If your client renders tokens live and doesn’t re-read done.content, plan on switching to non-streaming mode (stream: false) when you need byte-exact policy enforcement on every visible character.

Team policies

scope: "team" policies are visible to every member of the owning organization and require the manageWebhooks permission to create/update (re-used as the generic team-config gate; there is no dedicated manageGuardrails bit today). Personal policies are only visible to their author. Team keys can only be bound to team policies in the same org — the binding endpoint enforces this with guardrail_policy_not_bindable when the scopes don’t match.

Audit & telemetry

Every evaluation writes an immutable row to guardrail_executions (90-day retention, enforced by the BullMQ retention worker). Each row captures:
  • policy_id, key_id, user_id — who/what triggered the evaluation.
  • guardrail_id, phase, verdict — the rule and outcome.
  • matched_pattern, redacted_count — bounded forensic context (no raw prompts).
  • latency_ms — per-rule overhead, surfaced in the dashboard’s activity feed.
Tail the log via theo.guardrails.executions.list({ keyId, policyId, since }) or GET /api/v1/guardrail-executions. The dashboard’s Recent activity panel renders the same rows in plain language.

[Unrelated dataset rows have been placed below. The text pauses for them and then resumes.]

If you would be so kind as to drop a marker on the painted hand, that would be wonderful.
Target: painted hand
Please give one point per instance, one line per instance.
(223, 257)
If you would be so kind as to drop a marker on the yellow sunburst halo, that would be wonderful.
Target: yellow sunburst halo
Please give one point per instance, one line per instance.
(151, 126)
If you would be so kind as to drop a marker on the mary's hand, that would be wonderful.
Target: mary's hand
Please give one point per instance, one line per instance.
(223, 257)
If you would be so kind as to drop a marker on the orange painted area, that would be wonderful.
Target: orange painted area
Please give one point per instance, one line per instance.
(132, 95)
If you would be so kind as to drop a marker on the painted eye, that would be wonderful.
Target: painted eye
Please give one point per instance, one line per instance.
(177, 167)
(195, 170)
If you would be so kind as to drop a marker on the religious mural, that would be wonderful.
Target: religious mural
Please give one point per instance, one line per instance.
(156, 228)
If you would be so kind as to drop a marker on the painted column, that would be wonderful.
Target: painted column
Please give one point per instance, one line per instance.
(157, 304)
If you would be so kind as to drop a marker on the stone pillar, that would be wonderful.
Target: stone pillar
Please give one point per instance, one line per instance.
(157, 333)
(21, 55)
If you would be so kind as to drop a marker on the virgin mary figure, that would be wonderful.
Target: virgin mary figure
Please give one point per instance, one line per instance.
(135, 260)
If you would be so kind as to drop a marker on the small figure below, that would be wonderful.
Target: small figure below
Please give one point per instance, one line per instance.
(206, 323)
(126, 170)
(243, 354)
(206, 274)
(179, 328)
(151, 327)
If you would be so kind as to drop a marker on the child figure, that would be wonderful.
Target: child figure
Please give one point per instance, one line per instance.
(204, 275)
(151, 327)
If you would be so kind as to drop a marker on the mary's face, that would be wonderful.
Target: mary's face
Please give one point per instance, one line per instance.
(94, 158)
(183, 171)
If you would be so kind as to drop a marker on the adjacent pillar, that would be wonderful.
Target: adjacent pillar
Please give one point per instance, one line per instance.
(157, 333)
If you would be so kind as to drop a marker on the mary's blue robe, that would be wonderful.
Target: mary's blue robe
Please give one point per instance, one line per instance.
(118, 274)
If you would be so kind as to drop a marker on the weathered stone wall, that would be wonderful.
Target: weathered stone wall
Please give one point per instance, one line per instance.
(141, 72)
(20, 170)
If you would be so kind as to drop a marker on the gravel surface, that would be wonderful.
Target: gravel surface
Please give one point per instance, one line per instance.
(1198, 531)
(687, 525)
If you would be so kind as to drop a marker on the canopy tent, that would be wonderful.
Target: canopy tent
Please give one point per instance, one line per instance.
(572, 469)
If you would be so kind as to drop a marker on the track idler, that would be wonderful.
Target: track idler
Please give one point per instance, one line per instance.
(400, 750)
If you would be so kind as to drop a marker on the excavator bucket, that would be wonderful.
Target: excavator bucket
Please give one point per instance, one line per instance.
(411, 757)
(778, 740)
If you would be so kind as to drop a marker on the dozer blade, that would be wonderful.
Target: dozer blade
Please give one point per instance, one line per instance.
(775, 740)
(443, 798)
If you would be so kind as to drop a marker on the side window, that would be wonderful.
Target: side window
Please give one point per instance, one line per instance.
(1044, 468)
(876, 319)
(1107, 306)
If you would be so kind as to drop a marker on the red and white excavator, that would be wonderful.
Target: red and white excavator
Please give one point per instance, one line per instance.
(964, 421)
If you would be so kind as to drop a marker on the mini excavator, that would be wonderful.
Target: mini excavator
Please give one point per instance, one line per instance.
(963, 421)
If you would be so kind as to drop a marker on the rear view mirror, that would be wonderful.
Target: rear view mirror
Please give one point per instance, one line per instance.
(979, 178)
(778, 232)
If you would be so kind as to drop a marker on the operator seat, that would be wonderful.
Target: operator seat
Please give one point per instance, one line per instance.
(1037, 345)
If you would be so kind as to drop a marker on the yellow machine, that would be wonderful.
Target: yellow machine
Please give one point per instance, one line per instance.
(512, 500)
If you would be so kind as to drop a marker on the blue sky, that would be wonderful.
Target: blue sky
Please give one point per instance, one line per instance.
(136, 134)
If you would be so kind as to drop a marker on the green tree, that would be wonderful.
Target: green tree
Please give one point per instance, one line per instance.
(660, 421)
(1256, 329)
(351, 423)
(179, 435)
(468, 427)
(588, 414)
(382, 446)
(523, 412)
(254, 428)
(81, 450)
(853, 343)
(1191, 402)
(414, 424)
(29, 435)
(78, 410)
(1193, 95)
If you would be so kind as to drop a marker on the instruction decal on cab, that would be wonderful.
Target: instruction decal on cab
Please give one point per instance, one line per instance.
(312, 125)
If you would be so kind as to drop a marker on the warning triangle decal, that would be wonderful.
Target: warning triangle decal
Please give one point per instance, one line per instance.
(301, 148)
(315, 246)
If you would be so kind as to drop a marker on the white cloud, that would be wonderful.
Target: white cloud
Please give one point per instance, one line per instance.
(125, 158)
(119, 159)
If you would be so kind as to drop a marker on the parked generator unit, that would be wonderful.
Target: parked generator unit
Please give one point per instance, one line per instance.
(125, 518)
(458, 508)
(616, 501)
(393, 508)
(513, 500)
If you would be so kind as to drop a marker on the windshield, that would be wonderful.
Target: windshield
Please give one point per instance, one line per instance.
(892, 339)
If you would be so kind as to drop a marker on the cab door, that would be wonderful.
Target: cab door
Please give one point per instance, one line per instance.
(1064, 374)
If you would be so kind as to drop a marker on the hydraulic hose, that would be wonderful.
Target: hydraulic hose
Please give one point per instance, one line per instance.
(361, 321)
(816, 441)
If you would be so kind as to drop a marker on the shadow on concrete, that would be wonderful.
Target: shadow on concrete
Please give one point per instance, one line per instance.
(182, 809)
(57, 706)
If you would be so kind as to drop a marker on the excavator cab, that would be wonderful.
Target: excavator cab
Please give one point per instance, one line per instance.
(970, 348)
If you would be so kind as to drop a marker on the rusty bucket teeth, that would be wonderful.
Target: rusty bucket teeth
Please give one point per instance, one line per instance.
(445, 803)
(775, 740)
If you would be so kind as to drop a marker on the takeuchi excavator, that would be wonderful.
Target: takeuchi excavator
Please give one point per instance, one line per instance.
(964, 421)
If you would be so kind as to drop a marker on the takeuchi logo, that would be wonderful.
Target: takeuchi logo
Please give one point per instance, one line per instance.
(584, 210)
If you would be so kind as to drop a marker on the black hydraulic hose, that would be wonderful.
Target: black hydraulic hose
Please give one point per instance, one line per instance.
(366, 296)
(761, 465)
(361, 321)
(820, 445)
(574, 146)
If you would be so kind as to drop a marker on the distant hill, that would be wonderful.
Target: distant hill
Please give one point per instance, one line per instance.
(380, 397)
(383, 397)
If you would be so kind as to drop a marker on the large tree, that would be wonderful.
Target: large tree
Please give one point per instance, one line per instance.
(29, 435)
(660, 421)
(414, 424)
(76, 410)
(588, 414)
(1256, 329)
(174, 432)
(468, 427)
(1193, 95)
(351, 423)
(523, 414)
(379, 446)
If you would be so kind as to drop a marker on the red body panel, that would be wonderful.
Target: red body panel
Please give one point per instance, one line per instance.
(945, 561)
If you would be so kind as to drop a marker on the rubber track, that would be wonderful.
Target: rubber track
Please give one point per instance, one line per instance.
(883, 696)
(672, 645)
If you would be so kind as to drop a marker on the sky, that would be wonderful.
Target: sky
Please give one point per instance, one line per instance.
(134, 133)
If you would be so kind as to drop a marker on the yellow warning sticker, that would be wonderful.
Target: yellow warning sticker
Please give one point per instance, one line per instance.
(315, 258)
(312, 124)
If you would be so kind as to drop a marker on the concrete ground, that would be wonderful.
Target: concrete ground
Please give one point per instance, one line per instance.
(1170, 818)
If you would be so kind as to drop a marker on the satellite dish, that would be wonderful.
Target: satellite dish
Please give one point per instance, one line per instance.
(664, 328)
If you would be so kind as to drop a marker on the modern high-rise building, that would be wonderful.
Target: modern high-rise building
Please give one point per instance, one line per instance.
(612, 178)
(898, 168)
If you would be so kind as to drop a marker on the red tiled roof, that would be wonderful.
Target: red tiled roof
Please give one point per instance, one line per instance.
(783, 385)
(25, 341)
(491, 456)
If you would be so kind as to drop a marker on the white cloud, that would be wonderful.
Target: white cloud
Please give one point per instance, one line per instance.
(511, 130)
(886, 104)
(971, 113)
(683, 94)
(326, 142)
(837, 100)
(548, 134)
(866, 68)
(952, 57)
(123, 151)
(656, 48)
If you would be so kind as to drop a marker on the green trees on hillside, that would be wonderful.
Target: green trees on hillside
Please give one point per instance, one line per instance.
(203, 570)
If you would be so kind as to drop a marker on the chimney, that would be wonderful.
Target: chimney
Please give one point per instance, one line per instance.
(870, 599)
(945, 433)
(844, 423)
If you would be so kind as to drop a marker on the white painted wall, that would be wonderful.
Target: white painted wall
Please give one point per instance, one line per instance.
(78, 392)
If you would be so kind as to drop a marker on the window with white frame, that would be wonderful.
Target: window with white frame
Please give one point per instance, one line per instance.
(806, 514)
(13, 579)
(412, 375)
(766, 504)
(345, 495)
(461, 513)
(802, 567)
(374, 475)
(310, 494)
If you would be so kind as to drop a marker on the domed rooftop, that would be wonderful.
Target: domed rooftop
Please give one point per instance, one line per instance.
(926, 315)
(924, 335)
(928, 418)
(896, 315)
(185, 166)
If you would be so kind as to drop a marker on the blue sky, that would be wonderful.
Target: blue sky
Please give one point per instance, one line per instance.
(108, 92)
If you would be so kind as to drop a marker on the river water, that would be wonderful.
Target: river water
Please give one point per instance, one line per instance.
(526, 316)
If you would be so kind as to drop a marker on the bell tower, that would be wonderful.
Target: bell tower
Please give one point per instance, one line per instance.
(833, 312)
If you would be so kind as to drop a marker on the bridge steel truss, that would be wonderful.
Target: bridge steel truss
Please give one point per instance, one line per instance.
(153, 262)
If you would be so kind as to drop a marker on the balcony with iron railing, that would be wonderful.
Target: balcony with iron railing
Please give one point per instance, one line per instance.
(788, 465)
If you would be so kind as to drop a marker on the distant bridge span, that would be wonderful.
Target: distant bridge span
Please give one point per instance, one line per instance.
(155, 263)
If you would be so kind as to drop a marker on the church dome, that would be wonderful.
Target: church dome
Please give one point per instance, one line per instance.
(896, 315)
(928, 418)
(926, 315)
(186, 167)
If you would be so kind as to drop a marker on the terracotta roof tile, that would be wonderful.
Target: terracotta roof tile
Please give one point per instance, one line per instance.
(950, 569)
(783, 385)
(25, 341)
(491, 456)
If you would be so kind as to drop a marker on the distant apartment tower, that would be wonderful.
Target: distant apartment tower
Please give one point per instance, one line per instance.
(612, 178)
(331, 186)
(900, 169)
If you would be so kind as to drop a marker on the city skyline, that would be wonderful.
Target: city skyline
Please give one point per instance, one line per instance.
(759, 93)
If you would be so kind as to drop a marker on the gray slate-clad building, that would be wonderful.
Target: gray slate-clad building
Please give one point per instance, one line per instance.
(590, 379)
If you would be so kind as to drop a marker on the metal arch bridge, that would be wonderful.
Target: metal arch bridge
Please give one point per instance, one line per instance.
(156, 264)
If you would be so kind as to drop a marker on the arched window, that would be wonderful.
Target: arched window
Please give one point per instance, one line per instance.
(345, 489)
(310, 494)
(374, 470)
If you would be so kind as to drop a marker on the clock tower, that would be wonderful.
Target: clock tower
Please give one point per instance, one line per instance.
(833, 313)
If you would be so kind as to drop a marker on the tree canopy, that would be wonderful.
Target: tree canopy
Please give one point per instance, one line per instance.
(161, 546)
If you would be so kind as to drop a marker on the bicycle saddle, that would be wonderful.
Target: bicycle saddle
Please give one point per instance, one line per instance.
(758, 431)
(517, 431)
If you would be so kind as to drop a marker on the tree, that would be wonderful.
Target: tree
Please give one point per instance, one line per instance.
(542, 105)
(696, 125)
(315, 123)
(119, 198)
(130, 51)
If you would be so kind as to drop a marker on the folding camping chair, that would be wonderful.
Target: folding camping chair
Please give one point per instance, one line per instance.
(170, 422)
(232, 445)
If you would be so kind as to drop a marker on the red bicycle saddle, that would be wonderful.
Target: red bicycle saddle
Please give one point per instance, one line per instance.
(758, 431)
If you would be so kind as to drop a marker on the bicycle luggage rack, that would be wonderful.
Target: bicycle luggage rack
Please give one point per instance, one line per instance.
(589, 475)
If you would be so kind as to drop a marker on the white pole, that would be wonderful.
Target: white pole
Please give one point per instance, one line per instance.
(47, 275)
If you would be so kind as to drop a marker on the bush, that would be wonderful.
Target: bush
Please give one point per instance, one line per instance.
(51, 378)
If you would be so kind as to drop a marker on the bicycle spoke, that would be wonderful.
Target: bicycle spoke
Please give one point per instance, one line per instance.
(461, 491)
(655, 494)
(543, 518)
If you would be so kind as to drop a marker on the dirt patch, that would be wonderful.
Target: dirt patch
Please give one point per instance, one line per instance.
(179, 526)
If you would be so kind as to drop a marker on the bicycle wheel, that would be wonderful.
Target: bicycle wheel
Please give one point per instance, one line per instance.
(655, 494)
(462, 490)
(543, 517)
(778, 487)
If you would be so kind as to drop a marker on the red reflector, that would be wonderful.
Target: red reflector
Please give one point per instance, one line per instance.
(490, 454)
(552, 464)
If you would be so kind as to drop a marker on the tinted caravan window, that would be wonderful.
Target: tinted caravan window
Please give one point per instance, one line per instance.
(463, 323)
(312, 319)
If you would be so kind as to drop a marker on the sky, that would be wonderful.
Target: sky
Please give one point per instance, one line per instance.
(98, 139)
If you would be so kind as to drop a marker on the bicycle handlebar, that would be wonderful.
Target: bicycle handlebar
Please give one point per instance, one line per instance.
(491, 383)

What guardrails do not change

  • Model allowlists, routing rules, skills, brand soul, response style, and personality all keep working independently. Guardrails layer around the request/response path; they don’t override other key-level features.
  • Existing keys without a binding stay unchanged. You opt in per key.
  • Cost is unaffected. Builtins are pure evaluators (sub-millisecond); json_repair’s repair pass adds a single small call only when malformed JSON is detected.